第二章 1
お久しぶりです!
第二章突入します!
正直いつまで続くかわかりませんが、頑張って投稿していきます!
フローラの結婚から一年か過ぎ、七日後は兄フレッドとフローレンス様との結婚式。
残り少ない家族との時間を取るため今日、久しぶりに家族が集まった。
フローラとコンラッド様も元気そうだ!
コンラッド様の腕には一歳になったアベルがいて
「アベル!大きくなったわね!おばぁ様よ!」
「元気そうだな!さぁ、こっちに来なさい!」
すっかりおじい様おばぁ様となった両親は、コンラッド様からアベルを奪い取るように応接室へと歩いて行った。
「ふふ、一月前に会ったばかりなのに」
「アベルの成長は早いから!我が家の両親も奪いあってるよ」
すっかりと落ち着いた若夫婦は、荷物をメイドに渡すと私の方へ歩いてくる。
私は黙ってフローラを抱きしめると、フローラも私を抱きしめてきた。
「お疲れさまマーガレット!全てを任せてしまってごめんなさいね。手伝いたかったんだけど」
「今はアベルに手が掛かるもの。仕方ないわ」
コンラッド様とも挨拶を交わすと一緒に応接室へと向かった。
お兄様は最終の打ち合わせが終わり次第、こちらへ向かうと連絡があった。
第二王子殿下の元を離れ、今はバルディ公爵の元で公爵家の仕事をしている。
正式に結婚したら宰相の仕事も手伝う事になっていて、更に私たちとは遠い存在になってしまう。
基本フローラと私はそれぞれの領地にいる。両親は仕事によって行き来もするが・・アベルが居るから領地にいる事が増えそうだ。
「そう言えばアランとは会っているのかい?フレッドの代わりに、第二王子殿下にこき使われている!と手紙が届いたけど」
「実は私もまだお会いしていないの。お兄様の話では、抱えている問題があって・・それが解決しないと休みがもらえないと・・」
応接室へと入るとオモチャをエサに両親がアベルの気をひこうと必死だった。
アベルはまだ歩けないがハイハイスピードはすごく速く、メイド達が必死で追いかけている。
「アベル!」
フローラが声を掛けると嬉しそうに全力スピードで這ってくる。
その姿が可愛くて、両親も私もメイド達も自然と笑顔になってしまう。
両親とは似ていない色を持って産まれたアベル。
それでも私たち家族の宝である事に変わりは無かった。
結局お兄様は夕食の時間に間に合わなかったが、皆がサロンで集まって談笑している時に帰宅した。

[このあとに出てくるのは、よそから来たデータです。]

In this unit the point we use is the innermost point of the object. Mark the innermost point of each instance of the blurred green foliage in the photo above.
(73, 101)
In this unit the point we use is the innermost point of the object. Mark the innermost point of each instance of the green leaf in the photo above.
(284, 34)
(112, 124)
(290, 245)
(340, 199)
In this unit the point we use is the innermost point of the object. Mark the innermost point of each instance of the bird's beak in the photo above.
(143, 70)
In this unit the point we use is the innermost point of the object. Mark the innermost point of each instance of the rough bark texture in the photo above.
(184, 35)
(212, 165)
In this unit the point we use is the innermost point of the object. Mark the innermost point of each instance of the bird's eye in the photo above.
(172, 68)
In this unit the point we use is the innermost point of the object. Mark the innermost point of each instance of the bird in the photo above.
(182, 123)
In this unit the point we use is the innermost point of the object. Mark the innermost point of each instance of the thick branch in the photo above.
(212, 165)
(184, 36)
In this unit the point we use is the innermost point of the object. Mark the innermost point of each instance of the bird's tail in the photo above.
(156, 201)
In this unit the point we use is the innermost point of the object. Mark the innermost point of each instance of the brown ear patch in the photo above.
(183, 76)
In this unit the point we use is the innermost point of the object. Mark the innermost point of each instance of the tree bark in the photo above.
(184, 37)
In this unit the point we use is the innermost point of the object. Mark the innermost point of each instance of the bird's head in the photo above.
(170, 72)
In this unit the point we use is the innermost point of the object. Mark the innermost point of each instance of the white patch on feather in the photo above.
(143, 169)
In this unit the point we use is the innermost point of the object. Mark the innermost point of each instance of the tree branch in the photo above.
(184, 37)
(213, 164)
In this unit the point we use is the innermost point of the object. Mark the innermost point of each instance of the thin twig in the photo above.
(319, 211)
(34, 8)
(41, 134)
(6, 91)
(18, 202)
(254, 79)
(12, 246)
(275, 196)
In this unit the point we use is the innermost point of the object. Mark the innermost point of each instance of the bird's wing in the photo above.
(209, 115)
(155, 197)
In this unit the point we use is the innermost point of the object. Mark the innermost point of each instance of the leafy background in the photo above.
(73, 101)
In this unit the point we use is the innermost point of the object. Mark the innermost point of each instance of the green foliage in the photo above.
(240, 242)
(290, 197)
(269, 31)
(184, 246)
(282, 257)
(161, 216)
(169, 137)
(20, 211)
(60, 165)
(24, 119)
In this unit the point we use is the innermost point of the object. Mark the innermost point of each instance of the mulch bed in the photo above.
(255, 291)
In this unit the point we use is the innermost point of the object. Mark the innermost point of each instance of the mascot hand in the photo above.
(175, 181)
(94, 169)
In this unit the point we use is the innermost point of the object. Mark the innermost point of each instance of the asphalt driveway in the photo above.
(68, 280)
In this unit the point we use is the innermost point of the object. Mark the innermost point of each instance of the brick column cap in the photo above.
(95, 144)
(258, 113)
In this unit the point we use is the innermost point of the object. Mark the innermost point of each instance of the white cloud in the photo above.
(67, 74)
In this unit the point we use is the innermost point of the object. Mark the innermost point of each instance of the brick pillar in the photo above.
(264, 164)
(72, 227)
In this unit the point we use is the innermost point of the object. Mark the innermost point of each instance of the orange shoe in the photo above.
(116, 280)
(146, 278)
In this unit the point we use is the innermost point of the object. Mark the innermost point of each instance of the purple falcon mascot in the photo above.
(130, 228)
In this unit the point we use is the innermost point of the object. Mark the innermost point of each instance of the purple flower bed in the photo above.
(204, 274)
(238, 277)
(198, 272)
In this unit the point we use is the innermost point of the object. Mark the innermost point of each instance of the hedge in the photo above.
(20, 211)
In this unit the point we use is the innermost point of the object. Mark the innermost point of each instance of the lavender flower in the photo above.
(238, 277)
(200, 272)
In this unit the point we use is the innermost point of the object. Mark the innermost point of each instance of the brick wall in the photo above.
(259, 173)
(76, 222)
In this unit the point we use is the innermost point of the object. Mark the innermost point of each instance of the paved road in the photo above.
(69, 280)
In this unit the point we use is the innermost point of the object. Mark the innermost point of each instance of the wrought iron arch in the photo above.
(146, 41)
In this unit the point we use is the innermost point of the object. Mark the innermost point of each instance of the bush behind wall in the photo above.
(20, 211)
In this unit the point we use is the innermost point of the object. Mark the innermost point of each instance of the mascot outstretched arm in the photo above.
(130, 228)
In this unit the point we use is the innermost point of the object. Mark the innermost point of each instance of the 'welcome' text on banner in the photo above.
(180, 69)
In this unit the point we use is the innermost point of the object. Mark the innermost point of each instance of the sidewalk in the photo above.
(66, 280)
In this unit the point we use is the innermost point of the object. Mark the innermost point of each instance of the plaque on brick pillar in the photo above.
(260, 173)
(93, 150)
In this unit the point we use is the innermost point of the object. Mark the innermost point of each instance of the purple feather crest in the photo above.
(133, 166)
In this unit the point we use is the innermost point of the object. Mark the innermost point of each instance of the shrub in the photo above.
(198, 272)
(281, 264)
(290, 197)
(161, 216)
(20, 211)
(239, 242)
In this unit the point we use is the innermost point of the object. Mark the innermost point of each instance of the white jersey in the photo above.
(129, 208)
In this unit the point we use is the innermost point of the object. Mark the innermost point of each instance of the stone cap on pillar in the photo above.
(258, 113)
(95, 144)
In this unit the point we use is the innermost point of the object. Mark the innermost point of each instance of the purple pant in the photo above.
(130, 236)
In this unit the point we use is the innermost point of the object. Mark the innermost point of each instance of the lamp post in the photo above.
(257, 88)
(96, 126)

「やあコンラッド!良く来てくれたな!フローラも会えて嬉しい。・・アベルは?」
部屋に入るなりコンラッド様と握手を交わす。が、目線はアベルを探していた。
「お兄様残念ね!アベルは少し前に寝てしまったわ」
寝かしつけが終わったフローラが笑いながら答えると、あからさまに残念そうな顔をした。
「フレッドも結婚したら直に子供を授かるよ。子供は可愛いからなぁ、片時も離れたくなくなるんだ!」
「子供かぁ・・でもフローレンス嬢との時間も欲しいからなぁ」
と、惚気出した。
「独身の私を目の前に、皆んなで惚気るのは止めてくださいませ」
わざと両頬を膨らませるとワァッと笑いが出る。
(ああ、ここにアラン様が居てくれたら・・)
一瞬アラン様の事を考えてしまった私にフローラはそっと寄り添ってくれた。
「コンラッド様、お兄様と二人で今から飲まれますか?もし飲むなら今夜はマーガレットと過ごしてもよろしいかしら?」
フローラはコンラッド様に問いかけると、二人が嬉しそうに頷いてくれた。
明日は家族で王宮へと出向き、両陛下へ挨拶。その後は王太子殿下、妃殿下への挨拶。
最後に第二王子殿下へ挨拶に行く事になっている。
(もしかしたらアラン様に会えるかしら?)
期待を胸にフローラと一緒にマーガレットの部屋へと向かった。
「アランは今、何の調査をしているんだ?」
俺の部屋で飲んでいると、コンラッドは突然聞いてきた。本当ならコンラッドとフローラは王都へは来れない。
まだあの事件から一年しか経っていないから。
だが今回は俺の、公爵家の結婚式とあって特別に結婚式を含む十日間、王都に来る事を許された。
「三ヶ月前に手紙が来て以来連絡が途絶えた。ただの、殿下の使いパシリではないんだろ?」
ワイングラスを口に付けながら俺を見る。
俺は空になったグラスにワインを注ぎながら、フゥッとため息を吐いた。
「コンラッド、君にも手伝ってもらうかも知れない。俺が動ければ良いが今は無理だから・・」
コンラッドは(俺で良ければ)と言って、耳を傾けた。